Alibaba recently unveiled its new open-source video generation model, Wan2.1, late at night. Boasting 14 billion parameters, it quickly ascended to the top of the VBench leaderboard, becoming a leading model in the video generation field. Unlike its predecessor, QwQ-Max, Wan2.1 excels in handling complex movements, smoothly rendering synchronized dances of multiple characters, a truly impressive feat.
In official demonstrations, Wan2.1 not only overcame challenges inherent in static image generation but also achieved new heights in text processing. While deploying the 14B parameter model on consumer-grade GPUs is difficult for average users, Alibaba also released a smaller 1.3B parameter version supporting 480P resolution, smoothly running on a 4070 GPU with 12GB of VRAM.
Image Source Note: Image generated by AI, licensed through Midjourney.
Besides the 14B and 1.3B versions, Alibaba released two additional video generation models, all under the Apache2.0 license, allowing for free commercial use. Users can access the model via Alibaba's platform for quick video generation, though high user volume may result in waiting times. Users with technical expertise can also install and debug the model through HuggingFace, MoDa community, and other channels.

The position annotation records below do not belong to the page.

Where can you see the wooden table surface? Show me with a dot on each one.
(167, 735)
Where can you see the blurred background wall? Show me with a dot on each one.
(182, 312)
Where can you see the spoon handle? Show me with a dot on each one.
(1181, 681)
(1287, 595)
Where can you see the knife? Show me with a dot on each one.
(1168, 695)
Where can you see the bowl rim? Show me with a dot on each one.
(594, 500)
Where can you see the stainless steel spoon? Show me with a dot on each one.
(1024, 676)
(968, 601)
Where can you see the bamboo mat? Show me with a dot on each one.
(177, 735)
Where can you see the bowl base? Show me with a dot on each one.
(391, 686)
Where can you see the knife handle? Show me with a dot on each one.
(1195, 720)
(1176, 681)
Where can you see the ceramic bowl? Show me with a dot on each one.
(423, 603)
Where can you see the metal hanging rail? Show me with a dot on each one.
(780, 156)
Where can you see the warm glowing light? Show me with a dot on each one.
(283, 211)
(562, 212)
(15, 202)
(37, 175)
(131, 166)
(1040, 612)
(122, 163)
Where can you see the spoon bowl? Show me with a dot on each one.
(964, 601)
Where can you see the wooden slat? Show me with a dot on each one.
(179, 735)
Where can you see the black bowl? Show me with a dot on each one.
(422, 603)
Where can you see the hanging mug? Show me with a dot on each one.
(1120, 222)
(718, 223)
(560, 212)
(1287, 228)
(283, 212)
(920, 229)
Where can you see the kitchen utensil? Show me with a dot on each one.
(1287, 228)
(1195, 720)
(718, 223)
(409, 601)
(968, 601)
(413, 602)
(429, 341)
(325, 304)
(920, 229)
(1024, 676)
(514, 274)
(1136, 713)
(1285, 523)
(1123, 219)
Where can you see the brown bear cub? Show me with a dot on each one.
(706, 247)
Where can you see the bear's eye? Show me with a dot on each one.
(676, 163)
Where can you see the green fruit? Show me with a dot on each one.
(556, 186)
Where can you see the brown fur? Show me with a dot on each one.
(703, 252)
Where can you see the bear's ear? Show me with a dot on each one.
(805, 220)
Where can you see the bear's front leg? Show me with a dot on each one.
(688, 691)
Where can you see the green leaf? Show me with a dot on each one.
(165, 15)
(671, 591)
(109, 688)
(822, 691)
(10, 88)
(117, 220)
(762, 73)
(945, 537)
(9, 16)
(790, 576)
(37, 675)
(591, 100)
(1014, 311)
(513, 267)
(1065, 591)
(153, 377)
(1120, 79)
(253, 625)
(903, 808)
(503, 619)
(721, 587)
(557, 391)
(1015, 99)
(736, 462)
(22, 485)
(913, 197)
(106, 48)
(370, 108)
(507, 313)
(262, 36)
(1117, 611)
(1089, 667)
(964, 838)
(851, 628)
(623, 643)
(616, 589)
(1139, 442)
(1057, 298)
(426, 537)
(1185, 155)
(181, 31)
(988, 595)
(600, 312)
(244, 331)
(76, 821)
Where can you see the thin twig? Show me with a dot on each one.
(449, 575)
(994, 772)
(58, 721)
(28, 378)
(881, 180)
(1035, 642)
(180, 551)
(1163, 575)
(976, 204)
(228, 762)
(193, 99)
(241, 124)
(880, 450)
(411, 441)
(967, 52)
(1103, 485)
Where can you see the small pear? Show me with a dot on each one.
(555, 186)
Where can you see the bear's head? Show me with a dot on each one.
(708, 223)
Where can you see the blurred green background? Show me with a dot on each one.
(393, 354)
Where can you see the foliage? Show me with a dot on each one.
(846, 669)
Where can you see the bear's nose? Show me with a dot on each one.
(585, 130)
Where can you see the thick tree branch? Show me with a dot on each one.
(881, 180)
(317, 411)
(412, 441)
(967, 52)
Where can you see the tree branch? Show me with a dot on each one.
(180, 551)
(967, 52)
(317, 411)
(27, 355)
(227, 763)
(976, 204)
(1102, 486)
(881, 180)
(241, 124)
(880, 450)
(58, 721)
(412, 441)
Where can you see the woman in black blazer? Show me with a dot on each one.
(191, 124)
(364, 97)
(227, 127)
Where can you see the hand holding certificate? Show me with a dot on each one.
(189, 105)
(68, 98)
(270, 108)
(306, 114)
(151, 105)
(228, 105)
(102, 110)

Wan2.1's biggest highlight is its technological innovation. It utilizes a Diffusion Transformer architecture and a 3D variational autoencoder, specifically designed for video generation. By incorporating various compression and parallelization strategies, the model significantly improves generation efficiency without compromising quality. Studies show Wan's reconstruction speed is 2.5 times faster than current comparable technologies, greatly saving computational resources.
Wan2.1 has received positive user feedback. The model's detailed rendering of dynamic scenes and natural physics effects are particularly noteworthy. Users can create high-quality videos and easily achieve dynamic text presentation, opening up new creative possibilities.
Alibaba's Wan2.1 model is not only technologically advanced but also empowers creators with greater freedom, marking a significant breakthrough in video generation technology.